Background and objective: The prevalence and clinical significance of overt hepatitis B (OHB) in human immunodeficiency virus (HIV)-infected individuals and the effect of HAART on this cryptic infection remain controversial. We have investigated the potential effect of the interruption and subsequent re-introduction of highly active antiretroviral therapy (HAART) on the frequency and dynamics of OHB in HIV-infected individuals.
Study design: This pilot study involved 29 HIV-infected individuals who tested positive for HB anti-core antibodies in the absence of surface antigen during a 100-week period (48-week-long interruption of HAART or lamivudine monotherapy plus 52 weeks of follow-up prior to HAART resumption). The frequency and dynamics of OHB were assessed by means of qualitative detection tests and quantification in the plasma. Resistance to HBV was determined by direct sequence analysis of the polymerase gene.

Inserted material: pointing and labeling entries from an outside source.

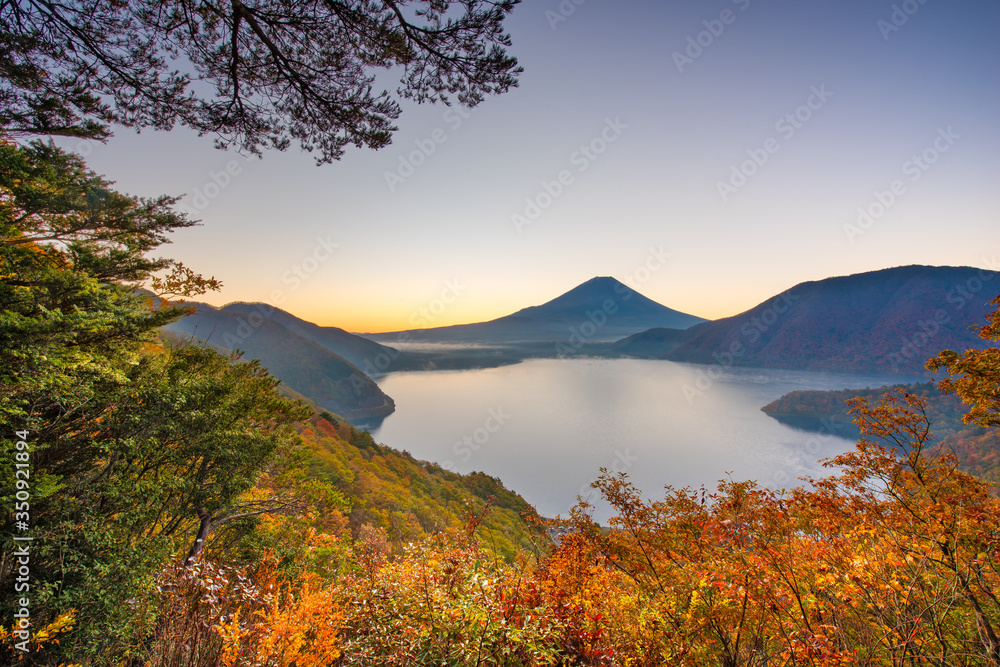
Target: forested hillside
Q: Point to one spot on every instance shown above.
(182, 512)
(886, 321)
(309, 368)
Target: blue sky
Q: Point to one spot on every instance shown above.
(709, 154)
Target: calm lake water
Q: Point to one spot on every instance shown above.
(546, 427)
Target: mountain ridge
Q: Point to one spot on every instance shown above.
(602, 305)
(889, 320)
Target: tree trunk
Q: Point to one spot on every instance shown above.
(199, 541)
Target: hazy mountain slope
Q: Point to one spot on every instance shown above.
(361, 352)
(310, 369)
(650, 344)
(599, 309)
(881, 321)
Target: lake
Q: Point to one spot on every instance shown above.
(546, 427)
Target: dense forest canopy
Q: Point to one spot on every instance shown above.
(182, 511)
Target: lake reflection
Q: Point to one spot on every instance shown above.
(547, 426)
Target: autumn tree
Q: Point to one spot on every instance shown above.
(977, 372)
(128, 443)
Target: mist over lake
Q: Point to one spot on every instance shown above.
(547, 426)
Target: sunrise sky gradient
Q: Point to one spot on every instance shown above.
(629, 116)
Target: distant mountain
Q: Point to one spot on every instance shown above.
(650, 344)
(887, 321)
(305, 366)
(601, 309)
(367, 355)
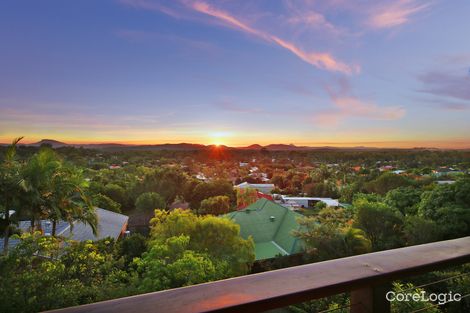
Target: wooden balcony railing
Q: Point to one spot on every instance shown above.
(364, 276)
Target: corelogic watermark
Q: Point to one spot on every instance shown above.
(422, 296)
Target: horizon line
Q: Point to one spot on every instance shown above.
(344, 145)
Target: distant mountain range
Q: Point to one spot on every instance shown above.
(198, 147)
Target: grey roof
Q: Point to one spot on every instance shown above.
(110, 224)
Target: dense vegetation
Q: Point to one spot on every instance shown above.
(382, 210)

Results: Of the 29 HIV-infected individuals enrolled in the study, nine (31%) showed signs of OHB during the 100-week study period: three patients showed intermittent HB virus (HBV)-DNAemia, while six patients were HBV-DNA positive only at 16 weeks following HAART resumption. The HBV-DNA load invariably fell below the sensitivity of the quantitative test (10(3 )copies/mL). The HIV-related immuno-virologic profile and biochemical parameters, including hepatic transaminases, of patients with at least one HBV-DNA positive test result were not significant different from those of individuals who consistently tested negative for HBV-DNA. The only significant parameter was a lower median change (Δ1) in the CD4+/CD8+ ratio (p = 0.038) in occult HBV cases compared to non-occult cases, between the HAART re-introduction time point and baseline.
Conclusions: The intermittent nature of HBV-DNAemia poses a diagnostic challenge, but no association was found with transaminase levels at any time.